Determine the value of a tree

"Money doesn't grow on trees."

When you hear that old expression, an image may flash in your head of a magical tree where currency actually blooms from its branches. But the fleeting image fades and you accept the reality that money does not grow on trees.


Wrong. Trees do have value, though perhaps not as in your daydream. The tricky part is figuring how to express that value in dollars and cents.

More than just a pretty plant Appraisals can measure a tree's worth other than its aesthetic value. Trees provide timber and food, and habitat for wildlife.
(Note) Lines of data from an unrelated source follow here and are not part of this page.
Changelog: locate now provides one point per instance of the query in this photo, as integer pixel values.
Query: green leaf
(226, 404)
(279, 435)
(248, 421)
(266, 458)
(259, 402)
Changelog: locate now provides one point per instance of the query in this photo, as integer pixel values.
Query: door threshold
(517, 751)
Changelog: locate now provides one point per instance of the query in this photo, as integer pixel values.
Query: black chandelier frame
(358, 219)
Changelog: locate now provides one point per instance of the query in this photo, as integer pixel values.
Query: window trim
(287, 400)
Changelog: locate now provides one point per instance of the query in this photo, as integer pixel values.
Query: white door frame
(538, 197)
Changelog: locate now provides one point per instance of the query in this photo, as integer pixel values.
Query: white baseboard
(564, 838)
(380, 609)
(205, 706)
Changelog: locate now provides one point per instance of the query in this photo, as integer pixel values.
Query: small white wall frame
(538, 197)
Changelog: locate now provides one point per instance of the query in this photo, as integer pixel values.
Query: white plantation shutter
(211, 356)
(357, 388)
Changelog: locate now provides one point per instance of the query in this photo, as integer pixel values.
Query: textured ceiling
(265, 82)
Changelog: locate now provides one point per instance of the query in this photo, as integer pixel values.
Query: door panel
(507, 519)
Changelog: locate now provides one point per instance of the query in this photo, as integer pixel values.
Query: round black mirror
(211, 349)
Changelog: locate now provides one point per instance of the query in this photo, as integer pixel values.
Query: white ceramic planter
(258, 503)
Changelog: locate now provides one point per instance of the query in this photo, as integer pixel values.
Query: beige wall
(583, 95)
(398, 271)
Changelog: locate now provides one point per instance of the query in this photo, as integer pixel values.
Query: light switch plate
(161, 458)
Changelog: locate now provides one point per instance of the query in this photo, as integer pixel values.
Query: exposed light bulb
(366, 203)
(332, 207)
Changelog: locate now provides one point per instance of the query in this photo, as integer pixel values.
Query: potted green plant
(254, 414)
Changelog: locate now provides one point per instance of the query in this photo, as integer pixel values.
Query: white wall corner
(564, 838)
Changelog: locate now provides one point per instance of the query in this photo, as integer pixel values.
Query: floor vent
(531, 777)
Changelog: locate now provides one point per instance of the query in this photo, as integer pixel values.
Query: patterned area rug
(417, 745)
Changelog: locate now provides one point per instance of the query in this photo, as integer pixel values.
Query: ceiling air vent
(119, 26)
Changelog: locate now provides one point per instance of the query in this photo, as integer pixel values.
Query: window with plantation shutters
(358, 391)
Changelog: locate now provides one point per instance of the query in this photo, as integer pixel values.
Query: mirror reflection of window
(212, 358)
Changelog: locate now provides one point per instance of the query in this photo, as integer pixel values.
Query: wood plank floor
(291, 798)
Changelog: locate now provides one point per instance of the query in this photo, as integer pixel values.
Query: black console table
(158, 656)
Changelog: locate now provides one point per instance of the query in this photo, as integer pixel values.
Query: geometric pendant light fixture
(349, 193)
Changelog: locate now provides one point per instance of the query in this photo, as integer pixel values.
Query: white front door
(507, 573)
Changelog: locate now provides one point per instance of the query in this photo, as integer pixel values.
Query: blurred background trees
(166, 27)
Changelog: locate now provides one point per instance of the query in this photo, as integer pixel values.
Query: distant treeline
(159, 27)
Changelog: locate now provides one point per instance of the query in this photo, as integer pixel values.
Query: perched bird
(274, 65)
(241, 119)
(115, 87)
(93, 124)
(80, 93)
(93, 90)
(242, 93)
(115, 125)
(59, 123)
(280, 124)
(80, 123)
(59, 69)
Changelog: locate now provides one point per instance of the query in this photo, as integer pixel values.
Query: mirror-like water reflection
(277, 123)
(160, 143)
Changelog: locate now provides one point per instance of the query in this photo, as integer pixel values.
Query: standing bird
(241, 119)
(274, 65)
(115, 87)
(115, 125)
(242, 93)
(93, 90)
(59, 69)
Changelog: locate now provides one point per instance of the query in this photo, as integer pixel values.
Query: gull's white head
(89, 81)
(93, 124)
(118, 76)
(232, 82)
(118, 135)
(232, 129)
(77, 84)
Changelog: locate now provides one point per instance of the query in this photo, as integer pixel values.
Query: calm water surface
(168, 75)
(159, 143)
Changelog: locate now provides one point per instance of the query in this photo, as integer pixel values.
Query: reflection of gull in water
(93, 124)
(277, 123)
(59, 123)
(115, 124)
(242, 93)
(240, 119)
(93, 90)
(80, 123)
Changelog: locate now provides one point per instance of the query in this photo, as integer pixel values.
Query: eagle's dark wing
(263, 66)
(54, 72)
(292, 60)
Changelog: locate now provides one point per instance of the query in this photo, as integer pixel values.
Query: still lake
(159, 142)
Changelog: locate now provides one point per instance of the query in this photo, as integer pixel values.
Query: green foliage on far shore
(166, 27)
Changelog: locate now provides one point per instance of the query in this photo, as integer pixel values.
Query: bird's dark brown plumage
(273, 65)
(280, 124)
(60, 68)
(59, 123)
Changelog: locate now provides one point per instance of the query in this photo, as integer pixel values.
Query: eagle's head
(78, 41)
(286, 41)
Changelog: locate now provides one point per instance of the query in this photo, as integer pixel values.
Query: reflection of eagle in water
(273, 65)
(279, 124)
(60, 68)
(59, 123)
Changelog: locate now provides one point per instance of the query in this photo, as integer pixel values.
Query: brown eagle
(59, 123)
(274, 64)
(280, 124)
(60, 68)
They also replenish the environment with oxygen and filter pollution. All of these are values to which it is possible to attach a monetary figure. For landscape trees, however, value largely results from the aesthetic improvements they bring to property. The need to define this value relates to insurance claims, tax deductions, legal claims and real-estate assessment, among other things.

The appraisal process begins by determining the four variables that make up the formulas for each method of assessment. The next step is to determine the appropriate method of assessment. The following discussion describes the basic steps of appraisal. However, the process actually is much more detailed. Whenever a tree's value is material to legal or financial claims, you should rely on an expert.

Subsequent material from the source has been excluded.